The Vienna Ab initio Simulation Package and the Munich Spin-Polarized Relativistic Korringa-Kohn-Rostoker package use different approaches to calculate the ground state energy of a structure. Even without an ionic relaxation is still important to perform an electronic relaxation before we calculate some of its properties such as its exchange–correlation energies. Beyond that, we can compare the obtained results to the well known experimental properties of the crystalline structure. Variations of 1% from -10% to +10% of the experimental Keshavarz et al. volume and c/a were applied using SPR-KKR. The LDA functional (at the left) could not predict the ground state.
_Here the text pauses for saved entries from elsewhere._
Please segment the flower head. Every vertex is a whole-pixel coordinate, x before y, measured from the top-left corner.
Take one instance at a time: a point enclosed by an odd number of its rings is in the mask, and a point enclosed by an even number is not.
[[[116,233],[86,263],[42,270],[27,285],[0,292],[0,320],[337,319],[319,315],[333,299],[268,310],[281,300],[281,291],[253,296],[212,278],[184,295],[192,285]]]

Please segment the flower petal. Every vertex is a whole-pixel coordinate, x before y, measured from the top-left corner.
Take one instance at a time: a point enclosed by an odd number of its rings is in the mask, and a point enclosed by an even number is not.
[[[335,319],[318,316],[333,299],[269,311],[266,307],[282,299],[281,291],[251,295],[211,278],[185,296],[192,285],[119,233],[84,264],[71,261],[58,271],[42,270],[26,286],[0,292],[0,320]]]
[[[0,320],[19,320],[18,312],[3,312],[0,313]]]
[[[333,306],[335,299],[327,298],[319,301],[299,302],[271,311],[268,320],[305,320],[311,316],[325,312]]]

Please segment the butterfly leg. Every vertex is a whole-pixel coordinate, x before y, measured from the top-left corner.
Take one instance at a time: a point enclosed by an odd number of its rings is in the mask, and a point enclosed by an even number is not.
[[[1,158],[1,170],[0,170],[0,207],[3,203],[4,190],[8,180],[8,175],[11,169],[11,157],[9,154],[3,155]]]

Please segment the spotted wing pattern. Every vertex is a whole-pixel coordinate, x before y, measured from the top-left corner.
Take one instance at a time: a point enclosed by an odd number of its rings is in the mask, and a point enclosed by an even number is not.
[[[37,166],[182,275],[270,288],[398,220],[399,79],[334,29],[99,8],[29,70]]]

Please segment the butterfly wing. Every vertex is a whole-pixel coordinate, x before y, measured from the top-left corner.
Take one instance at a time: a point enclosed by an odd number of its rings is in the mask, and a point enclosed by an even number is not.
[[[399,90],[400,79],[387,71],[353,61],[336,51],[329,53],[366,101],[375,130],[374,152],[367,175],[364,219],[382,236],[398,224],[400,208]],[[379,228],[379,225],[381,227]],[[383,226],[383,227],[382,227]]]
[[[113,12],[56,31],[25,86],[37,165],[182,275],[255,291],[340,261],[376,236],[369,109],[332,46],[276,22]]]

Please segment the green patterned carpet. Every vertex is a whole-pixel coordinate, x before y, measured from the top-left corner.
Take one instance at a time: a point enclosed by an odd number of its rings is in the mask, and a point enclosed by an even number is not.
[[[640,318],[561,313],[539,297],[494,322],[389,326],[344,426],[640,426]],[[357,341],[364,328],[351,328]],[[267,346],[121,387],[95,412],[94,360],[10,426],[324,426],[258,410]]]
Trying the GGA functional (at the right) we reach the conclusion that SPR-KKR may not be the best option to optimize the D0\(_{19}\) Fe\(_{2}\)MnGe structure
The same structural optimization was calculated using VASP, at left using the LDA functinal and at right using the GGA functional. Despite no energy local or absolute minimum was reached with SPR-KKR, VASP found the ground state energy to be (0.86,1.00) and (0.96,1.00) with LDA and GGA, respectively. While c/a is approximately equal to the experimental one reported by Keshavarz et al., the LDA preddicts the volume to be far away from it. GGA functional is coherent with the experimental values.
After all, the optimized volumes are V\(_{GGA}\)=96.1 Å\(^{3}\) and V\(_{LDA}\)=86.1 Å\(^{3}\) using VASP. We now can calculate othe properties which may be of our interest.